If the cops get involved that's a different story.
Separately I wonder how many people in Clacton will know that if they vote for Farage they will be voting again later this year after that recall petition gets the signatures following Farage’s actual punishment
Sometimes they’re simply saying, “The circumstances have changed. I’ll let my constituents decide.”
Ultimately the MP isn’t appointing themselves back into office. They’re asking the electorate to do it. If voters think it’s a cynical stunt they can vote them out.
I’m talking about the general constitutional principle here, not this particular case. Whether Farage’s resignation is a principled appeal to the electorate or a political stunt is a separate question**. As a general rule, though, I don’t think someone who resigns should automatically be barred from seeking a fresh mandate from the very people they were elected to represent.
**it's clearly a stunt
Andy Burnham, okay to resign mayoralty.
Nigel Farage, not okay to resign seat.
https://www.bbc.co.uk/news/articles/crel4rj801do
They speak of little else on the streets of Clacton.
Etc, etc...
Resignations are rare, and resigning specifically to seek an immediate fresh mandate is rarer still. I don’t really see the case for introducing a constitutional prohibition to deal with an edge case.
If voters think someone’s taking the mick, they have a very effective remedy available at the ballot box.
I could resign from my job and then apply for the vacancy created. It would be bloody silly, but we don’t have a law against it. Likewise, I don’t think the answer is to have a law against an MP resigning and then seeking re-election. Not every problem in life is solved by introducing more regulation.
Andy Burnham, resigning because he wants new job
Nigel Farage, resigning just to get old job back
If you can't see which of the above three is not normal behaviour then you really are living in a bubble.
And he’s did that in the hope that he could avoid a second by-election after those gory details are published
And because everyone saw through him he now gets to spend 4 weeks campaigning against a joke candidate who will know how to wing him up and make Farage into a bigger joke than he already is
We understand why some residents have raised concerns about fly-tipping, but there is no evidence that introducing charges for excess DIY waste leads to an increase.
Yes there is you fucking imbecile. The ginormous increase in the amount of fly tipping.
https://www.bbc.co.uk/news/articles/cwy040xxz43o
As I said to @bondegezou I do think the suggestion is arguable. But I would go for "You resign - you go. You were elected for a parliament. Don't mess people around. Elections aren't there for your personal whim."
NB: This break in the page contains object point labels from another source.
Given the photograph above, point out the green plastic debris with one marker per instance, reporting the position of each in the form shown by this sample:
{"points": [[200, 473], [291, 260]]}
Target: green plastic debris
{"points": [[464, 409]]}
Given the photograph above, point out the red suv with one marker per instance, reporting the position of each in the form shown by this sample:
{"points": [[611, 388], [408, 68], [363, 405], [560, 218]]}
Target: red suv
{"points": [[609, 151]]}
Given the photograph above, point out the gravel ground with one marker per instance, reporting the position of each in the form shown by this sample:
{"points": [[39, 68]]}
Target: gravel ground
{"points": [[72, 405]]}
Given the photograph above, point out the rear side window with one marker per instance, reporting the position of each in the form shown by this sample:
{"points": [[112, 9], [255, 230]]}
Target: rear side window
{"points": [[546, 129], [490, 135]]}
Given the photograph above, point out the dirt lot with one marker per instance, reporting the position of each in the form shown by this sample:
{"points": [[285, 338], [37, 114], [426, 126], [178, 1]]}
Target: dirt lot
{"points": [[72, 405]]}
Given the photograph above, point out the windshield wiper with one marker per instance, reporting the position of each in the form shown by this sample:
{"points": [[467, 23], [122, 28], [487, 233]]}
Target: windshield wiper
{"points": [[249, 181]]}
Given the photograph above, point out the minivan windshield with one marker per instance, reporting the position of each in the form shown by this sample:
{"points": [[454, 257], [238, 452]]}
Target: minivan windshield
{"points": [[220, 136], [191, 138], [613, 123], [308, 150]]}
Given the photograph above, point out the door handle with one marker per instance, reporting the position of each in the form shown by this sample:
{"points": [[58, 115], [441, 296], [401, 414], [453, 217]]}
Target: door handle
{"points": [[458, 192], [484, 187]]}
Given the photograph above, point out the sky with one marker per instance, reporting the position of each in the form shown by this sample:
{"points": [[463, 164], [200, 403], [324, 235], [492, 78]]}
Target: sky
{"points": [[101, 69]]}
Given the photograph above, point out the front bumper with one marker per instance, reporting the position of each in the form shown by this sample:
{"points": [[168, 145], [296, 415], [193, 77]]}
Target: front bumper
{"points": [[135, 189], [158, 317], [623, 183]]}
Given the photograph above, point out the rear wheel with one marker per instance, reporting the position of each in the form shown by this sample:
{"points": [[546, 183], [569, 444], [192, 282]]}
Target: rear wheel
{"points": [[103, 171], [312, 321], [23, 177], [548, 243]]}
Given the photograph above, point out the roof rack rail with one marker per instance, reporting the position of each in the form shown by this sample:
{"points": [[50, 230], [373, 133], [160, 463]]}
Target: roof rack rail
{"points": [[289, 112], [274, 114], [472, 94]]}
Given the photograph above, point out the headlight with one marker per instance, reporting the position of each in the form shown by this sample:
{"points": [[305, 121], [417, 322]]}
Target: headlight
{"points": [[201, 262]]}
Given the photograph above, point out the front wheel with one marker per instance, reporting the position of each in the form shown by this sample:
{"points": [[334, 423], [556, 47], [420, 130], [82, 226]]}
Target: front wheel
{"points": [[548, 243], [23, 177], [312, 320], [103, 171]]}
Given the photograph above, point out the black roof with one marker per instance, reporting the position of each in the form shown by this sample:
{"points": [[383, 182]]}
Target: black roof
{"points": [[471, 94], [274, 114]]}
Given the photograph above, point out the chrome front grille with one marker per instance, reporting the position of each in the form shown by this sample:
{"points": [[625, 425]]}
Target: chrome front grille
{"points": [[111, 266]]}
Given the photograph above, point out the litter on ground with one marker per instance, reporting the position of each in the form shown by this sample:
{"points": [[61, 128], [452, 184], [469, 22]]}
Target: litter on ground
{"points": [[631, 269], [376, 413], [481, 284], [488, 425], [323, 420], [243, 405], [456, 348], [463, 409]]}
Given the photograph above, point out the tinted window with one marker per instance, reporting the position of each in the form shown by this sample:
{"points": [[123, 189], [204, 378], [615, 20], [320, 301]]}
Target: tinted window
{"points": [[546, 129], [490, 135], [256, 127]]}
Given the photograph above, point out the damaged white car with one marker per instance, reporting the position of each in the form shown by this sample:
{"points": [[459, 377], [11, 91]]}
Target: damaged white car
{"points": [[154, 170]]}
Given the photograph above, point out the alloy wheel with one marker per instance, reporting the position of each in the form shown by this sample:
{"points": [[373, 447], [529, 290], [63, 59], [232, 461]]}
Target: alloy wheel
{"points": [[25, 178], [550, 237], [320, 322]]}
If you notice Andy Burnhams approach in the by-election, he spent virtually no time talking about Farage or Reform, rather just stuck to his own tightly controlled narrative about the system not working for people, I am here to change that, and left Reform to shout into the void about fake stories of churchs becoming mosques.
For cricket, this is already kind of de facto the situation.
In principle I would for rugby - though losing three of the top ten teams internationally would weaken rugby union as an international sport.
The last time I looked - back in the pre-Sky era - we competed as Great Britain in rugby league, and I would obviously very much like to go back to that.